When I Remember Life as a Dancer, Before My Health Challenges
I remember playing outside. In elementary school, I would bike around our neighborhood for hours. I would walk down to the school playground and spend the whole afternoon there. I would bike, roller blade, and walk long distances in our area, and discover a whole new world trenching through the deep woods, creating whole new worlds and games.
I remember being a part of a team and the friendships I shared. I would swing and hit a softball into outfield, and run full out to first, rounding the base to second with all my muscles ready to expend that energy again. I was not great at basketball. But I could spend hours with my team shooting and missing and laughing at my ineptitude, only to try again and get a lucky shot. In the summer, I swam, whether on a team or for play. I learned new strokes and practiced swimming great lengths, but never getting a prize. I could dive, and belly flop, and play Marco Polo for days on end with my closest friends and family.
And I danced. I started when I was three and continued for 15 years, even working in the studio during college. The feeling of being on stage is like no other. I would dance and turn and leap until I was so red in the face and I could barely breathe.
I lived for the stretch of my muscles and the feeling of pushing myself that much farther in reach of that unattainable goal. It wasn’t the achievement, it was the attempt that I lived for. I can still close my eyes and hear the music, a miniature ballerina dancing elegantly in my mind. I can see her true strength; I can see how much work she is putting in. I can imagine feeling the exhaustion and strength in my muscles, the joy I have known seemingly in a whole other life.
I don’t walk anymore. I don’t run, I don’t jump. Often it hurts just to stand. I have to sit on a stool to cook something on a stove, and moved a table into the kitchen so I can sit for prep work. I am in physical therapy (PT) for my sacroiliac joints. It’s not the PT I did after my knee surgery when I was still dancing. There’s no riding a stationary bike or pushing weights with my legs. It’s mostly massage, and tensing certain muscles. It’s an understatement to call it low impact.
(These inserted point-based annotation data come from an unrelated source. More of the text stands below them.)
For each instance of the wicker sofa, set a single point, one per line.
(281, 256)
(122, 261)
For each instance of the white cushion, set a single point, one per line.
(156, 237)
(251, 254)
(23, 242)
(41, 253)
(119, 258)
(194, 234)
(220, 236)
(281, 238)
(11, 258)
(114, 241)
Last summer, I tried to swim again. I didn’t get very far. My body doesn’t move the way I tell it to, and even when I try to push past the pain it is too impossible to try for long. Simple things, like climbing a set of stairs, or walking leisurely through the grocery store, have become impossible for me. I always ride the elevator, and I ride the scooter carts now.
In my mind I am still that passionate, playful teen who lifted the heavy boxes when we moved and never met a physical task she wouldn’t try. In reality I spend most of my time on the couch or in my bed. My hobbies have become stationary, like reading, watching movies, and coloring. My husband does most of the driving, and carries my bags for me when I go to class. He cooks most of our meals, not because I won’t cook, but because he knows it is difficult for me.
It is bizarre sometimes when I wake up in the morning out of a dream where I am dancing on stage. I still remember what my body felt like then. I remember feeling the strength and certainty in my body, knowing I can walk in the mall, or play a game of soccer, or move a piece of furniture without even thinking. I close my eyes and I am there, in my body of the past, only to open them and remember there’s not much left I can do.
It is my new normal, and I hate it.
It is my new normal, but I can’t help but try to revolt.
It is my new normal, and I’ll never have the old normal again.